Parlamentskorrespondenz Nr. 553 vom 27.06.2005

PARLAMENT: KHOL ÜBERREICHT MARGARETHA LUPAC-WISSENSCHAFTSPREIS

Auszeichnung geht an Patricia Heindl und Team um Wolfgang C. Müller

Wien (PK) - Nationalratspräsident Andreas Khol überreichte heute Abend im Rahmen eines Festakts im Parlament den Wissenschaftspreis 2005 der Margaretha Lupac-Stiftung für Parlamentarismus und Demokratie. Die Auszeichnung, die mit insgesamt 15.000 € dotiert ist und heuer zum ersten Mal vergeben wurde, teilen sich eine Personengemeinschaft rund um den Politikwissenschafter Wolfgang C. Müller sowie die junge Wissenschafterin Patricia Heindl. Ihre Forschungsarbeiten - eine Studie über die österreichischen Abgeordneten bzw. eine Dissertation über das Parteienrecht - waren von einer Jury unter dem Vorsitz von ORF-Generaldirektorin Monika Lindner ausgewählt worden.

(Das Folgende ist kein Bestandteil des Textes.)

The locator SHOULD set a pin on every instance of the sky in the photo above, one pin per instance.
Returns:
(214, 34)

Nationalratspräsident Khol betonte bei der Preisverleihung, die Auszeichnung der beiden Arbeiten sei ganz im Sinne der Lupac-Stiftung. Wolfgang C. Müller und sein Team hätten auf Basis von Interviews mit allen 183 Abgeordneten ein "großartiges Buch" geschrieben, das der Demokratie und der Wissenschaft diene und dem Klischee eines Abgeordneten widerspreche. Die Dissertation von Patricia Heindl über politische Parteien habe wiederum, so Khol, bei der Gründung des BZÖ bereits eine große Rolle gespielt und den Test in der Praxis bestanden.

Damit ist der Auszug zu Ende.